Regular readers will know that each summer I write about my holiday reading material. Some readers kindly e-mail me their own lists, or suggest useful alternatives.

As my columns aren’t so frequent nowadays, it seems wrong to use one so self-indulgently. Instead, my reading list for my coveted two-week break is on my website.

New readers having a butchers at my list, and finding it wanting in intellectual vigour, or weighty political tomes, please, have a heart – after all it is only two weeks. I am but human and I love crime fiction.

Towards the end of a busy parliamentary session, many people wrote asking me to support a Labour MP’s Bill to regulate the high cost loan industry. It is clearly a subject that resonates and it’s easy to understand why.

Payday loan companies charge massive rates of interest, with scant effort to ensure borrowers can afford it. Unaffordable debts are rolled over into new loans and spiral out of control.

Let me tell the stories of two Newham women: one, highly competent, married with a mortgage and two children; the other single, with three children, living with slight learning difficulties and unable to understand APR.

Both took out payday loans to clear unexpected bills, but began to use loans to stretch family income. Both had several loans, both had loans rolled over and both tried and failed to negotiate re-payment themselves. The companies were not interested. Both felt threatened by numerous telephone calls and visits to their homes.
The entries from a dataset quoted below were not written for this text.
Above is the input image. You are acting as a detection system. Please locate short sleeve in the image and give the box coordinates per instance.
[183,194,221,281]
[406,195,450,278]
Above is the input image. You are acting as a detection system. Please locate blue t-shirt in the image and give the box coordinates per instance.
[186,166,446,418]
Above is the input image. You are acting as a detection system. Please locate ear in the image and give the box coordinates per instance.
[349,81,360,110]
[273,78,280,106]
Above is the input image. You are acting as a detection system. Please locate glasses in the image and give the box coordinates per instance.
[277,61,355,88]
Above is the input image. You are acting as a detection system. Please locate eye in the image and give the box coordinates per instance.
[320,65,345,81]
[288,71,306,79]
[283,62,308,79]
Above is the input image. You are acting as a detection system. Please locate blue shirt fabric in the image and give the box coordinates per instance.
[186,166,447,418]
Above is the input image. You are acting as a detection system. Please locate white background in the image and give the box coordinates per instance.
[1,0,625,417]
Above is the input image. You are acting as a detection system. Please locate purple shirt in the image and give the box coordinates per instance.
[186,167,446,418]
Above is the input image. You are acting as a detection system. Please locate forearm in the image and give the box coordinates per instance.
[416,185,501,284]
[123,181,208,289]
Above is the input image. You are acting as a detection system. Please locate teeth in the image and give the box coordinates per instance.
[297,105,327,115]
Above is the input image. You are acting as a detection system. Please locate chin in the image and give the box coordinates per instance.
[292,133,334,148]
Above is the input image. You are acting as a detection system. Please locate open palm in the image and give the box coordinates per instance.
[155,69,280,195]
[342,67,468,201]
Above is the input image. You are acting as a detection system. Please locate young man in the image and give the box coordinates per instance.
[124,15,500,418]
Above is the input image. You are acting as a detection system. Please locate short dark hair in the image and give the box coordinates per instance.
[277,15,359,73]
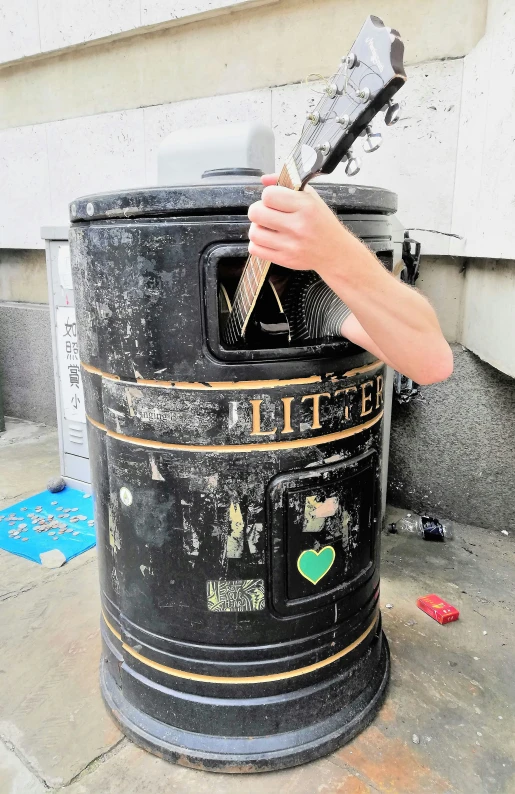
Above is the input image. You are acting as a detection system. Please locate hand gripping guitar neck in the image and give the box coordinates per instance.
[222,15,406,349]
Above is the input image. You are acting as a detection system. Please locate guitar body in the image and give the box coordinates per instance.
[219,278,290,349]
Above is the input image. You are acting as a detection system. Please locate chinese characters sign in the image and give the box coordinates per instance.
[56,307,86,423]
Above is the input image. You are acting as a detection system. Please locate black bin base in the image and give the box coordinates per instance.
[100,634,390,774]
The loan companies’ demands overwhelmed them.

Community Links was able to assist both women, negotiating on their behalf. How many more families face similar situations, not knowing where to find help?

Even this Government should understand that, in these tough times, legislation to curb this industry is overdue. At least, limit the number of roll-overs and require lenders to tell often-vulnerable and desperate people where to get good quality, free, impartial debt advice about missed payments. Why not levy the lenders, specifically to fund additional debt advice?

Does this Government understand? No. They refuse their support, without which the Bill won’t become law.